Schematic flowchart of methods, data acquisition, and analysis.
Results
Based upon the 1000 Genomes Project sequencing strategy, short NGS reads of rearranged exons might be misaligned and require phenotype-driven optimization of filter thresholds;10,16 therefore, five blood group related genes with known rearrangements (RHD, RHCE, GYPA, GYPB, and GYPE) were not included in this study (Figure 1). ABO was also excluded from this analysis, since accurate prediction of this phenotype often requires precise phasing algorithms.10,13
With the remaining 42 genes, we first surveyed the total number and density of associated missense and nonsense variants worldwide, since these account for the majority of known blood group antigenic changes. The number of nonsynonymous variants ranged from 2 (SMIM1 and XK) to 115 (CR1), with an average of 28.5 per gene. Although SMIM1 and CR1 are the smallest and largest coding sequences in our database, respectively, there was not a strong correlation between coding sequence length and the number of missense polymorphisms (r2= 0.51), which ranged from 1 variant per 18.76 coding base pairs (bp) for FUT2, to 1 variant per 667.5 coding bp in XK (Table 1).
Continental Frequencies of Known Blood Group Variants
The 1000 Genomes Database was queried for antigenic, null and weak alleles documented for each of the 42 blood group genes in our final list, including coding and non-coding regions. We did not address the 88 alleles that are defined by more than 1 variant, since this analysis has been conducted previously by Möller et al,17 and is dependent on the precision of phasing algorithms. We queried a total of 604 variants, but only 120 were reported as present in at least one superpopulation by 1000 Genomes (Figure 1 and Table S1).
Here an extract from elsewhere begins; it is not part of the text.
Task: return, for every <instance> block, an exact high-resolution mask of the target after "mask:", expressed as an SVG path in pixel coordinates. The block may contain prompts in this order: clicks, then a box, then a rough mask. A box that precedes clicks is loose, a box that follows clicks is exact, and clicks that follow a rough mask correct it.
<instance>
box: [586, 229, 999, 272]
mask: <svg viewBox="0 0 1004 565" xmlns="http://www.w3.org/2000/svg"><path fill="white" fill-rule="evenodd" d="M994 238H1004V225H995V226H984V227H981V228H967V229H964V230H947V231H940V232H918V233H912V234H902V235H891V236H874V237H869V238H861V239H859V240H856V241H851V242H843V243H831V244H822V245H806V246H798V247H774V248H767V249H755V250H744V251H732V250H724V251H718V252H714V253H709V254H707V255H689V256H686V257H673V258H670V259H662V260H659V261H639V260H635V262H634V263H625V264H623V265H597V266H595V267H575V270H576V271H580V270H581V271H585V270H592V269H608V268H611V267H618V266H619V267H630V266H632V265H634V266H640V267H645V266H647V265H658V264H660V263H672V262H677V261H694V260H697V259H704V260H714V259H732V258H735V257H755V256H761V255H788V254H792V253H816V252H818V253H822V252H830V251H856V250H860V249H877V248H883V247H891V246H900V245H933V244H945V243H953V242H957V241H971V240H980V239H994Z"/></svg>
The average low-coverage whole genome sequencing read depth for the reported SNVs was 18,211, which corresponds to the aggregate read depth of all 2504 individuals and thus is equivalent to the reported mean low-coverage depth for the entire project (7.4x).1 Additionally, all queried variants (including the Duffy promoter silencing mutation) were subject to targeted exome sequencing by the 1000 Genomes Project, as determined by the 1000 Genomes UCSC track annotation, as well as by intersection with the 1000 Genomes exome pull-down target BED coordinates published online (listed under Web Resources). The reported exome sequencing mean depth for the entire 1000 Genomes Project is 65.7x.1 Selected blood groups are discussed below and listed in Table 2. Table S1 contains the complete dataset, which includes ISBT system and name, gene, UCSC transcript ID, nucleotide and aminoacid change, GRCh38 coordinates, read depth, and dbSNP/dbVar ID. Thousand Genomes did not identify single-nucleotide or short indel variants in FUT6, XG, CD99, C4A, C4B, XK, BSG, SEMA7A, AQP3, SMIM1, CD59, C1GALT1, C1GALT1C1, or GATA1 that met our criteria.
Table 2.
Known variants for BCAM and KEL identified by the 1000 Genomes Project. Reference and variant nucleotides are presented in the plus strand. Refer to Table S1 for the complete database, UCSC transcript ID, GRCh38 coordinates, dbSNP/dbVar ID, and prediction analyses.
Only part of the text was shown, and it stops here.